À l’invitation de la ville de Strasbourg, et en partenariat avec Cap’Com, une trentaine de professionnels venant de grandes collectivités françaises (départements, régions, métropoles, etc.) se sont retrouvés pour une journée d’introspection et de prospective sur le métier d’attaché de presse, le mardi 1er octobre 2019. Les participants ont été accueillis à l’hôtel de ville de Strasbourg, par Jean-François Lanneluc, dircom et dircab du maire de Strasbourg et du président de l'Eurométropole, et Ariane Laffon, responsable du service presse de la ville et de l’Eurométropole de Strasbourg, qui organisait cette rencontre. Guidés par deux consultants en intelligence collective, ils ont travaillé en groupes.

Accueil des participants

D’abord pour se projeter en 2030 : pratiques, écosystème, état d’esprit… ils ont tenté d’imaginer l’attaché de presse de demain et de créer la une d’un magazine publié en 2030 consacré au métier. Un travail conduit avec des journalistes de la presse locale et des directeurs et responsables de communication présents toute la matinée.

matinée

Ensuite, pour réfléchir en mode « world café » aux problématiques posées par les changements qui bousculent la profession, mais aussi aux enjeux et aux opportunités qui en découlent. Un après-midi d’échanges entre attachés de presse qui a permis de partager des premières pistes d’action à mettre en œuvre en rentrant dans sa collectivité. Et surtout des envies : celle de se rencontrer plus souvent et celle de se confronter à nouveau aux journalistes pour mieux connaître et répondre à leurs attentes.

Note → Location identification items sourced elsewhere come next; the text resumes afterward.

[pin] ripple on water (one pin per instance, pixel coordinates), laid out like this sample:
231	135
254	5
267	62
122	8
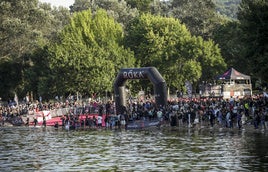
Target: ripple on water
40	149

Cette rencontre strasbourgeoise, a conclu Yves Charmont, directeur de Cap'Com, a donné une première impulsion qui sera prolongée par la constitution d’un groupe de travail « relations presse », par un atelier de restitution de cette réflexion collective et un tapis de parole au 31e Forum de la communication publique et territoriale de Bordeaux. Cap’Com se fera aussi l'écho dans ses colonnes des conclusions des débats sur ces sujets.